The gash in the ceiling from when I cut my hand hovers above. The lath boards display like teeth in a painful grin. I wonder if Joel knows about this connection I have, or if he’s connected to the house, too. Even if I go down there, I’m not sure how I’ll help him.
I try again, and I have to yell over the ruckus and try another method to get her attention.
“Ada, just because the loop is repeating itself doesn’t mean you have to keep doing the same things every time!”
In an instant the unrest ceases. The furniture slides back on its own; the boards reassemble themselves into the floor, and I wish I could stop the pulsing in my bones.
“It is my only chance to be with Thomas again,” she says, and I jump and grip the bandage. She reappears, floaty-standing
in
the basement door. A picture frame sits in her hand. With a jolt, I recognize Thomas’ handsome face, frozen in the ashen effects of antique photography.
Ada stares at him with longing, but I close my eyes against the rush of images of Thomas’ last moments.
“And my master will hurt me if I do not go through with this.”
Hurt her? “But—how can he if you’re dead?”
“I am dead everywhere else, but here I am trapped. This house makes me alive. Because the house exists, so do I. Because this house is real, so am I.”
Ada keeps her glance to the picture in her hands. It’s uncanny, seeing her flicker through the wood. I wish she’d move.
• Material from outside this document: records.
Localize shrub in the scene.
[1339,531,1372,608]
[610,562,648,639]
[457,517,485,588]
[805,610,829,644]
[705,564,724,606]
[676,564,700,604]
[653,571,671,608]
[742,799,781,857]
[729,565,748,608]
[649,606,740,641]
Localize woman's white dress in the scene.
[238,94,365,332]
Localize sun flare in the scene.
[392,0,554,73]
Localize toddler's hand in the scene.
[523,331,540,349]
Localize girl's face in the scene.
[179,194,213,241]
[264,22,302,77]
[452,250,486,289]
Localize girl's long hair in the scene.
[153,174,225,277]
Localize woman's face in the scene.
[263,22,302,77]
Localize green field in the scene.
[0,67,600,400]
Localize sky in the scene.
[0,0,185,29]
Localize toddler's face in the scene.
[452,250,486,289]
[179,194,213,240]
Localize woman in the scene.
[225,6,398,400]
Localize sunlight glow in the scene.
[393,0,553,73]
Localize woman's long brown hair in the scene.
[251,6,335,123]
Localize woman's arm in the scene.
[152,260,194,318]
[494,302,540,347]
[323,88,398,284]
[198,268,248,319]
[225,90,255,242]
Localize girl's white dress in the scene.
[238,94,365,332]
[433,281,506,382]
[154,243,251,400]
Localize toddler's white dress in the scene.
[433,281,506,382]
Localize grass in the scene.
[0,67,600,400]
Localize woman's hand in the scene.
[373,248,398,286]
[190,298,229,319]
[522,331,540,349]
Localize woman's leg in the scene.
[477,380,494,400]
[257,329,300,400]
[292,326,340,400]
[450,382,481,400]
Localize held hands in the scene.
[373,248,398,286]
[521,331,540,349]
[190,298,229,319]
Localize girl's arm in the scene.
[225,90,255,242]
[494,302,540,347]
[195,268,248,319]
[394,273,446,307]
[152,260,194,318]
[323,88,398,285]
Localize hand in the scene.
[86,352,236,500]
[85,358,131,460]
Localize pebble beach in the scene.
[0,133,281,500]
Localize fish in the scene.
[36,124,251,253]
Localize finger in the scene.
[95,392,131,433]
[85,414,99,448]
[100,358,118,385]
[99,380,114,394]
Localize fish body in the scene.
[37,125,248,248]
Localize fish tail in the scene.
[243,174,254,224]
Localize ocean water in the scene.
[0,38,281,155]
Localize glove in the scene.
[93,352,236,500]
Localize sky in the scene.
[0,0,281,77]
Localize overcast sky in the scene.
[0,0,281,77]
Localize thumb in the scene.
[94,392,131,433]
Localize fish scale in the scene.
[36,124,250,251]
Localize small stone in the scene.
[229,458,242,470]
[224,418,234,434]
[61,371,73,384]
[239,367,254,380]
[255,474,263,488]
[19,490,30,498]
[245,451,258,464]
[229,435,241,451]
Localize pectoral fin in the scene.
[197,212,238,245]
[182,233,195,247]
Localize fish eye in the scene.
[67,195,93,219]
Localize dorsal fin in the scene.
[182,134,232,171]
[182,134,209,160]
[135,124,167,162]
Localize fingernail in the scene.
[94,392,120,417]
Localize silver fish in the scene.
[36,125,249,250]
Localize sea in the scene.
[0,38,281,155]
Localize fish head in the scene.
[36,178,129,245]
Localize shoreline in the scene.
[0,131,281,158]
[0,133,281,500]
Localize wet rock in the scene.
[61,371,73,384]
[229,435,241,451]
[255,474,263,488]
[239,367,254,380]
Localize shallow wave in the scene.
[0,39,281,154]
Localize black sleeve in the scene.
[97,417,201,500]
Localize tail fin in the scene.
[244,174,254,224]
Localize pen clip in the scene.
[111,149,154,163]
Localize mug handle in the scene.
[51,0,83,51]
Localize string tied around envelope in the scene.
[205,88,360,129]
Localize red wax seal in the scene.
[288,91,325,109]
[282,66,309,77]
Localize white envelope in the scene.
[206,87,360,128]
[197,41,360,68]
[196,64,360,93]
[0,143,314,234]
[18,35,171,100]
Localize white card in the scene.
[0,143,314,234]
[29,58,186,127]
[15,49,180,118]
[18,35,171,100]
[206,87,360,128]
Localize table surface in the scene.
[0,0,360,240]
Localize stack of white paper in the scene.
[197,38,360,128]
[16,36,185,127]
“But he hurts you anyway, right? You know how this ends because you keep reliving it. Stand up to him. Change the way things are! I know what it’s like to be bullied, and you have to decide whether you’re going to just take it and let it control you, or whether you’re going to stand up against it!. Stand up to him. Stand up to Garrett.”
Ada’s head snaps up, and her silvery eyes are fierce. “I am standing up to him. I have found a way to free myself from this terrible chain. He needs someone to play a part, that is all. An actress.”
Before I can wonder what she means, a heavy slam comes from below, jerking both of our attention.
“Good heavens,” Ada says, her hand clutching her throat. In one swift movement she stuffs the frame back into the wall. It blends as if she never removed it. “He will be expecting me downstairs.”
“Joel,” I say, rushing forward. This is so bizarre, that her life goes on parallel to my own. I’ve been living here for
years
not knowing it. “Is he down there? Is he okay?”
“He is in the basement,” she says, disappearing into the wall. Her voice lingers to add, “And yes, he is well. For now.”
Alone in the kitchen, I huff and feel like stomping my foot. Now what? No way can I go back down there—not after I
know
what’s going on. But that’s the problem. I know what will happen to Joel if I don’t.